I’m using learn.model=nn.DataParallel(learn.model)
as I’ve seen in the forums to try to scale up a model to train on multiple GPUs.
It seems to be working with multiple GPUs but training 1 epoch on 8x 2080ti is actually looking to be much slower than on 1x 2080ti.
I think this is because I haven’t been able to increase my batch size. If I try to increase the batch size I get a CUDA out of memory error because GPU 0 is disproportionately using more memory than the others. nvidia-smi
output looks like this:
I’ve been doing some research and it looks like this is because nn.DataParallel accumulates the gradients onto a single GPU. There is some code in the last post there that purports to spread this out across all of the GPUs but I haven’t been able to get good results.
If I do learn.loss_func=CriterionParallel(learn.loss_func)
as that post suggests (where CriterionParallel
is lifted from the forum post) it does balance out the memory usage slightly but not much (and the estimated time for 1 epoch nearly doubles compared to not using it):
I also found a link to this project which also tries to solve the problem. But when I try to use encoding.parallel.DataParallelModel
and encoding.parallel.DataParallelCriterion
like this:
import encoding
learn.model = encoding.parallel.DataParallelModel(learn.model)
learn.loss_func = encoding.parallel.DataParallelCriterion(learn.loss_func)
I get an error: AttributeError: 'FlattenedLoss' object has no attribute 'parameters'
. Pretty sure this is because normal Pytorch loss functions are subclasses of nn.Module
whereas fastai’s FlattenedLoss
doesn’t inherit from anything.
To get around this, I tried to make FlattenedLoss
subclass nn.Module
… but it was a dead end for me.
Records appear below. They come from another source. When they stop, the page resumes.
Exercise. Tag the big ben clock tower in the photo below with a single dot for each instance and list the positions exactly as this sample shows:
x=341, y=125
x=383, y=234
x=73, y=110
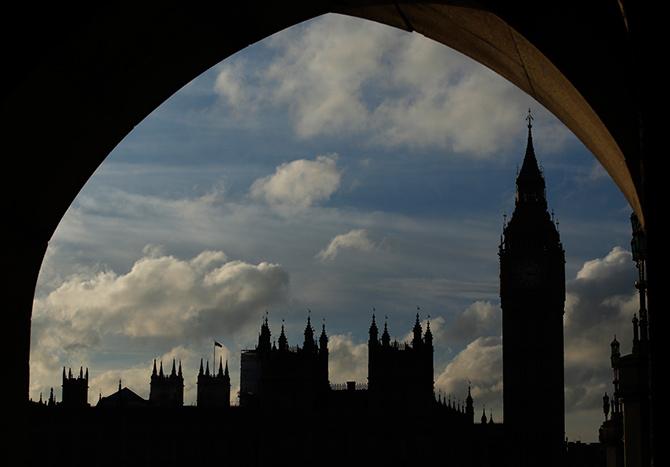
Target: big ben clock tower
x=532, y=296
It needed me to call super().__init__()
before setting self.func
but complained when I did that as well.
Anyone have a solution for balancing out memory usage so I can increase batch size to take advantage of multiple GPUs while training a language model?
Edit: found this thread that summarizes the problem and at the end someone suggests using Distributed
instead of Parallel
which I may try later.